Suburbs, slums and city centers may grow by more than a million square kilometers?much of it now home to wildlife
URBAN GROWTH: If present trends continue, urban areas may triple in size--much as Las Vegas grew over the last several decades as evidenced by these satellite photos. Image: Courtesy of NASA
More than half of the world's expected nine billion people will live in giant urban expanses by 2030 as cities and their hinterlands occupy an additional 1.2 million square kilometers, thereby tripling in size. That's an additional 1.35 billion people living in cities, suggesting that urban areas that currently occupy roughly 3 percent of the planet's surface will continue to expand. By comparison, urban areas increased by just 58,000 square kilometers between 1970 and 2000.
In new work published in Proceedings of the National Academy of Sciences, urban environment researcher Karen Seto of the Yale School of Forestry and Environmental Studies and her colleagues first divided the global land area into discrete parcels and, using predicted gross domestic product growth, population growth and urban land area cover in 2000, they projected which parcels had a high or low probability of succumbing to citification over the next few decades. Using that model, 1.2 million square kilometers of land have probabilities higher than 75 percent of becoming citified and nearly six million square kilometers have some probability of going urban.
"More than half of the urban land cover on the planet by 2030 has yet to be built," Seto explains. "The expansion of urban areas will have a direct impact on biodiversity hot spots."
Fifty-five percent of that expansion would come from massive urbanization in India and China?a trend that has been growing in recent decades. For example, a megalopolis similar to the urban corridor between Boston and Washington, D.C., in the U.S. is likely to form between Hangzhou and Shenyang in China. But the fastest urbanization is predicted to occur in newly developing regions in Africa, such as the coast of west Africa along the Gulf of Guinea and the shores of Lake Victoria farther south, encompassing Burundi, Kenya, Rwanda and Uganda, among other regions.
This may be bad news, in some cases, for the rich array of plants, animals and microscopic life that also inhabit Earth. The Eastern Afromontane, Guinean forests of west Africa and Western Ghats of India, along with Sri Lanka, are all home to such biodiversity?as well as projected to undergo rapid urban expansion that will encroach on the territory of already endangered amphibians, birds and mammals. Seto and her colleagues project the worst impacts of urban growth to occur in Central and South America.
In addition, such land use change is likely to result in even more of the greenhouse gas emissions that drive climate change, according to the new analysis. An estimated 1.38 billion metric tons of carbon could be released as forest transforms to roads, buildings and homes. As it stands, the world's cities bear responsibility for at least 70 percent of global carbon dioxide emissions. "We need to be more deliberate as a society about how we want urban places to become what they serve for humanity," Seto argues. "Too often, urban expansion is haphazard."

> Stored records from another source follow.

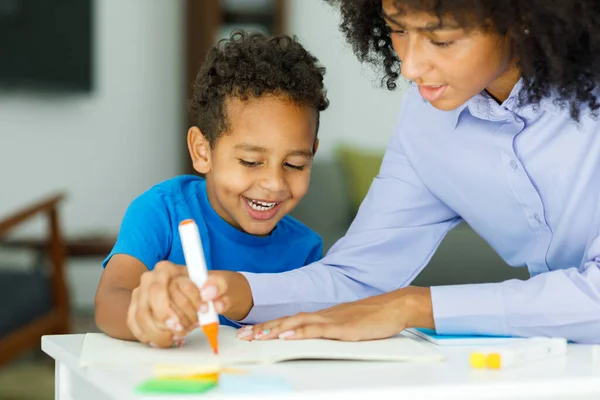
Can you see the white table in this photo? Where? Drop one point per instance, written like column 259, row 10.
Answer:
column 576, row 376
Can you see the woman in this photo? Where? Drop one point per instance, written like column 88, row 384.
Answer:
column 498, row 130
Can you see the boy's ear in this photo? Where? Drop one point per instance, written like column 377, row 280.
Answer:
column 199, row 149
column 315, row 146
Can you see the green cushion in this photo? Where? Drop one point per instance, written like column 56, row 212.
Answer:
column 360, row 168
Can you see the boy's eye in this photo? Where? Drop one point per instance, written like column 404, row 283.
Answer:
column 249, row 164
column 298, row 167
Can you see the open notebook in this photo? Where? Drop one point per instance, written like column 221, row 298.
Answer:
column 99, row 349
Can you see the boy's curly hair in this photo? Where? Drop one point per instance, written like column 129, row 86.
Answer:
column 557, row 42
column 248, row 65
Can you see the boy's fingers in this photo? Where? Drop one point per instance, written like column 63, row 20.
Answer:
column 215, row 287
column 156, row 298
column 150, row 331
column 132, row 324
column 183, row 308
column 190, row 290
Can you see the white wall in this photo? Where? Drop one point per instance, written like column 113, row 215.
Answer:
column 106, row 147
column 361, row 112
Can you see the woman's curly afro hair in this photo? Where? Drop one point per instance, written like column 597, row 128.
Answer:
column 250, row 65
column 557, row 41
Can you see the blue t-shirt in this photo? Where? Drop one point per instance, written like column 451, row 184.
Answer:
column 149, row 232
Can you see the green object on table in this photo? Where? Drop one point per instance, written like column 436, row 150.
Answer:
column 175, row 386
column 360, row 167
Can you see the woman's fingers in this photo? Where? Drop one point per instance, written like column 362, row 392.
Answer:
column 273, row 329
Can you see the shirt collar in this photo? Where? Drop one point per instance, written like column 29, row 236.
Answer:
column 483, row 106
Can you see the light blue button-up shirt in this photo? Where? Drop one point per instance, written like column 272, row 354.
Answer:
column 527, row 179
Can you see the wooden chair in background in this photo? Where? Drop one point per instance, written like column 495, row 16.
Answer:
column 33, row 302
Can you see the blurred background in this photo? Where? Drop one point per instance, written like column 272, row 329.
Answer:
column 92, row 113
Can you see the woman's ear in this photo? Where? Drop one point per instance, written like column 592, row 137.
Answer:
column 199, row 149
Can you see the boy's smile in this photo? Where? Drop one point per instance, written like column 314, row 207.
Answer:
column 259, row 169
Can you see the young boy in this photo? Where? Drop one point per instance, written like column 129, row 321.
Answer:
column 255, row 112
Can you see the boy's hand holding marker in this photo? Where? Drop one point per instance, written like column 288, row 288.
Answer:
column 164, row 307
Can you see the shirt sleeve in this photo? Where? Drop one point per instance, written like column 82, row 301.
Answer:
column 145, row 231
column 316, row 252
column 562, row 303
column 396, row 231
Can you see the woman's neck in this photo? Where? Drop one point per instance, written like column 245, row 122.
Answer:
column 500, row 88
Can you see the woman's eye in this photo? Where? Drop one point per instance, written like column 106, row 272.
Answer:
column 441, row 44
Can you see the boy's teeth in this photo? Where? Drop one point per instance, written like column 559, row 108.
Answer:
column 260, row 205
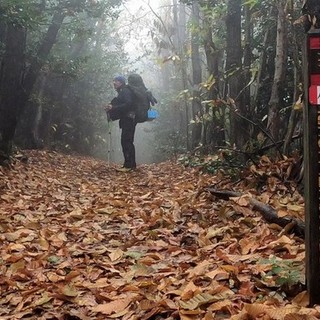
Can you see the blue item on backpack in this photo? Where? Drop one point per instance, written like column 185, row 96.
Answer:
column 152, row 114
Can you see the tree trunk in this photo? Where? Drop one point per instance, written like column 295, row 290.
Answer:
column 11, row 97
column 197, row 113
column 279, row 74
column 233, row 68
column 16, row 92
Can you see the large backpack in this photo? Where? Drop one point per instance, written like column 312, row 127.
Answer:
column 142, row 97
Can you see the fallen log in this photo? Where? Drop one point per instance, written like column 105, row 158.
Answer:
column 268, row 213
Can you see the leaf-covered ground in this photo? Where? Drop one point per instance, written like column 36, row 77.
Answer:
column 80, row 240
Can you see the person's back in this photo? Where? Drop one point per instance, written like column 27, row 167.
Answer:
column 142, row 97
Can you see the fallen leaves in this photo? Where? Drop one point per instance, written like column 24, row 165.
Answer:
column 82, row 241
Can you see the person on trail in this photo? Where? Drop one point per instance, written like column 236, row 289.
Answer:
column 122, row 108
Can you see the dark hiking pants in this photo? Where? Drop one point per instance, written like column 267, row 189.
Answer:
column 128, row 127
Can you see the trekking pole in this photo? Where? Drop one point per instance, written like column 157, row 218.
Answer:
column 109, row 139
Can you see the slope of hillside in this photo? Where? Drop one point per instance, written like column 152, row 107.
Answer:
column 80, row 240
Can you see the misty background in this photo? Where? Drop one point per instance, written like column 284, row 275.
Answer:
column 227, row 75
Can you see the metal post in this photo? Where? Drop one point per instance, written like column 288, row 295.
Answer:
column 311, row 166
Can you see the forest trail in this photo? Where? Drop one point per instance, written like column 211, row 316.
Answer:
column 80, row 240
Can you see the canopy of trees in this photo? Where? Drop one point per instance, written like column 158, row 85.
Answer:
column 228, row 73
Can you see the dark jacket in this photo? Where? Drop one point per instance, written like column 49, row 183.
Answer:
column 122, row 105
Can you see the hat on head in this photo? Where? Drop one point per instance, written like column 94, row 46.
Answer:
column 121, row 79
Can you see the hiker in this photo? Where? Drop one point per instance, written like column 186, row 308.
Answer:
column 122, row 108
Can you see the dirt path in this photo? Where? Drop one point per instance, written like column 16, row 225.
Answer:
column 80, row 240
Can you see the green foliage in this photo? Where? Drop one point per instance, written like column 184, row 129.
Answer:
column 224, row 162
column 283, row 273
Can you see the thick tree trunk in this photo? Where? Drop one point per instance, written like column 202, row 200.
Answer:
column 11, row 93
column 16, row 91
column 213, row 132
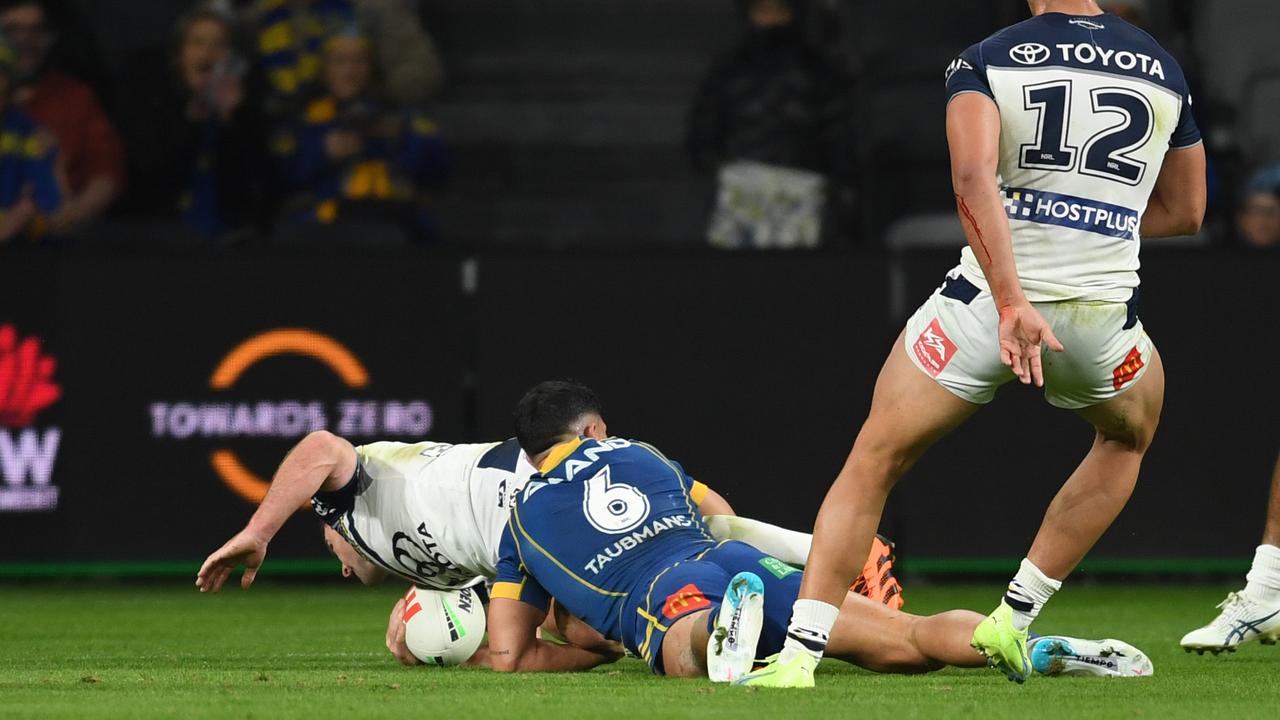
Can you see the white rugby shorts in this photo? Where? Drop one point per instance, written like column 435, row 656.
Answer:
column 954, row 338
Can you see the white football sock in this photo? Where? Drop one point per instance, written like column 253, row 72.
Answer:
column 787, row 546
column 810, row 627
column 1028, row 592
column 1265, row 575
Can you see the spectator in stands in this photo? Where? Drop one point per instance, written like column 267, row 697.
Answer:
column 773, row 121
column 28, row 186
column 291, row 35
column 90, row 155
column 1260, row 215
column 360, row 155
column 193, row 137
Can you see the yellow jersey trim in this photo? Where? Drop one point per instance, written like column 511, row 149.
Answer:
column 680, row 477
column 508, row 591
column 558, row 454
column 520, row 527
column 698, row 493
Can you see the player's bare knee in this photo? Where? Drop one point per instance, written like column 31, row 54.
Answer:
column 1125, row 436
column 882, row 460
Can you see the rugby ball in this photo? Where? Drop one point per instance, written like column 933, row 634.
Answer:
column 443, row 627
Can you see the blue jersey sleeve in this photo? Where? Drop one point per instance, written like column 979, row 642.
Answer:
column 968, row 73
column 1187, row 133
column 513, row 580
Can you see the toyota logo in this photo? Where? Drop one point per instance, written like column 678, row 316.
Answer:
column 1029, row 54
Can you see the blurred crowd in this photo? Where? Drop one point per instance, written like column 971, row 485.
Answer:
column 269, row 117
column 274, row 113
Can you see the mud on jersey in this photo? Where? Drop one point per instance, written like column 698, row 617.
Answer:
column 1088, row 108
column 430, row 513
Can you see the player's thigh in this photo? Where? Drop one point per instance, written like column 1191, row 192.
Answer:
column 658, row 633
column 876, row 637
column 1132, row 417
column 940, row 372
column 1110, row 373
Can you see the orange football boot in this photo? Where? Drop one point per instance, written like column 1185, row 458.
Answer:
column 877, row 580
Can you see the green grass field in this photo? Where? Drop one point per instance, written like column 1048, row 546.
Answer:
column 83, row 650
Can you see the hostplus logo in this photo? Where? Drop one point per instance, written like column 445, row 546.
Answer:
column 27, row 450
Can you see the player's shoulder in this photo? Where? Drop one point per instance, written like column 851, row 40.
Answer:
column 1097, row 44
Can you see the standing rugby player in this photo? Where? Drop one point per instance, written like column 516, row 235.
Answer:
column 1252, row 614
column 1072, row 137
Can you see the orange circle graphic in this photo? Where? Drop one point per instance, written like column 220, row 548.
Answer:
column 284, row 341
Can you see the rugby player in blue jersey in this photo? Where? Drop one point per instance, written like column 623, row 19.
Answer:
column 1072, row 137
column 608, row 528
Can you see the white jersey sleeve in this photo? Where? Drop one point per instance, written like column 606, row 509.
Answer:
column 430, row 513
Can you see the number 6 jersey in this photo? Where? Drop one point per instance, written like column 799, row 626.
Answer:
column 1088, row 108
column 595, row 527
column 430, row 513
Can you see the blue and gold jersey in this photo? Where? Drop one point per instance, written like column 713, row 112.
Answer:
column 595, row 527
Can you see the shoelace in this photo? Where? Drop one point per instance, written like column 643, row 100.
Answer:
column 1234, row 607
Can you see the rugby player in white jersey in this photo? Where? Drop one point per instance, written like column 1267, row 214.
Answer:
column 433, row 514
column 1072, row 137
column 1253, row 613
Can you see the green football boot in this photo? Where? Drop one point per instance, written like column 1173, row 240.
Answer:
column 1004, row 646
column 796, row 673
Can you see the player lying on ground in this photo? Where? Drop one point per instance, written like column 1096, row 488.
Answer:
column 1087, row 123
column 433, row 514
column 608, row 529
column 1252, row 614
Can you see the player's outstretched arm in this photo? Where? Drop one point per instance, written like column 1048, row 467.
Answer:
column 973, row 136
column 1178, row 201
column 320, row 461
column 513, row 645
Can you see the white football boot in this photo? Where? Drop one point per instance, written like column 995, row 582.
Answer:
column 1060, row 655
column 731, row 648
column 1242, row 620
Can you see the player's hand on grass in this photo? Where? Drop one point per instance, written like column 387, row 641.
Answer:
column 396, row 636
column 1022, row 332
column 245, row 548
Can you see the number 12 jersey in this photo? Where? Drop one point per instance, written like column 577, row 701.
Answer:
column 1088, row 109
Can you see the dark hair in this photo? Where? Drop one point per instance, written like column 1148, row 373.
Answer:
column 549, row 411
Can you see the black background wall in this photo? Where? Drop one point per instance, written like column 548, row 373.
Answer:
column 754, row 370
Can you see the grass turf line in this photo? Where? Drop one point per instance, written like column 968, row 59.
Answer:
column 81, row 650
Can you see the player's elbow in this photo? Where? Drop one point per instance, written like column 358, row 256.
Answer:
column 1193, row 215
column 324, row 442
column 507, row 661
column 968, row 180
column 503, row 664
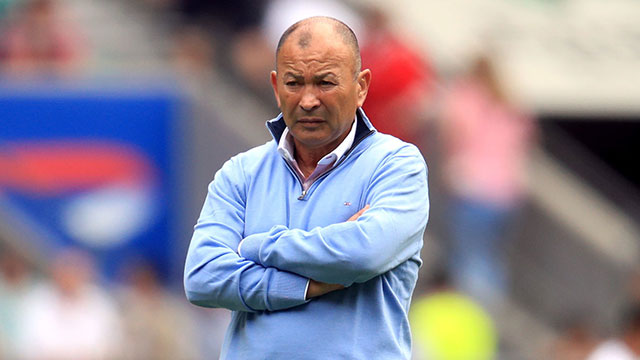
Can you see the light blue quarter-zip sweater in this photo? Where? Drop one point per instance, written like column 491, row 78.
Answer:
column 290, row 237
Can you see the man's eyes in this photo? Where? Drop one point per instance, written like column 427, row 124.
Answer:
column 326, row 83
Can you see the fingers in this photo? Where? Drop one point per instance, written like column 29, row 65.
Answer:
column 359, row 213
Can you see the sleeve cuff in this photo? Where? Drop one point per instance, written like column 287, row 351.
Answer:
column 289, row 289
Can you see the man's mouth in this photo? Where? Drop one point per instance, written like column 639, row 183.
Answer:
column 312, row 120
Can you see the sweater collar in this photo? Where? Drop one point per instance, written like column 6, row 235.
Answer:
column 363, row 126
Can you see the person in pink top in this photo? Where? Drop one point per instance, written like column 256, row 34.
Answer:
column 486, row 144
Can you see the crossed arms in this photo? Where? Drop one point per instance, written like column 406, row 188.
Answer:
column 273, row 268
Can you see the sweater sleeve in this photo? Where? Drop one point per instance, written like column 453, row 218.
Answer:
column 386, row 235
column 215, row 275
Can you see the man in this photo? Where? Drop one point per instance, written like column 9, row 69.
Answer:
column 313, row 239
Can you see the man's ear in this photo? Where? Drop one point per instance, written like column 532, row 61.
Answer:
column 364, row 80
column 274, row 85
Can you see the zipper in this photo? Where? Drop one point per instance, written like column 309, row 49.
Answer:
column 326, row 173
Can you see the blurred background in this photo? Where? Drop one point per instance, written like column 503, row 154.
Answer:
column 114, row 116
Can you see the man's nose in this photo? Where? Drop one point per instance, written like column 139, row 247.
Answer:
column 309, row 100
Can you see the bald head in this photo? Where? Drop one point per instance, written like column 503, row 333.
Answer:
column 303, row 33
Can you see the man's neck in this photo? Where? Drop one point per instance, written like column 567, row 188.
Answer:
column 307, row 158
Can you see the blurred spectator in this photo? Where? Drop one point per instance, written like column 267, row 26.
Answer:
column 5, row 7
column 402, row 81
column 16, row 281
column 156, row 324
column 70, row 318
column 447, row 325
column 626, row 346
column 575, row 341
column 192, row 53
column 487, row 140
column 39, row 40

This is not just bad news for animals or the atmosphere, of course. Haphazard urbanization can also ill serve human inhabitants cut off from supplies of clean water or food. And the impact of urbanites is not confined to city limits; a typical Australian from Melbourne or Sydney requires greenhouse gas emissions, water diversion and land use from the entire continent. "Cities have always relied on their hinterlands and other distal places for resources from food and fuel to waste assimilation," the researchers wrote.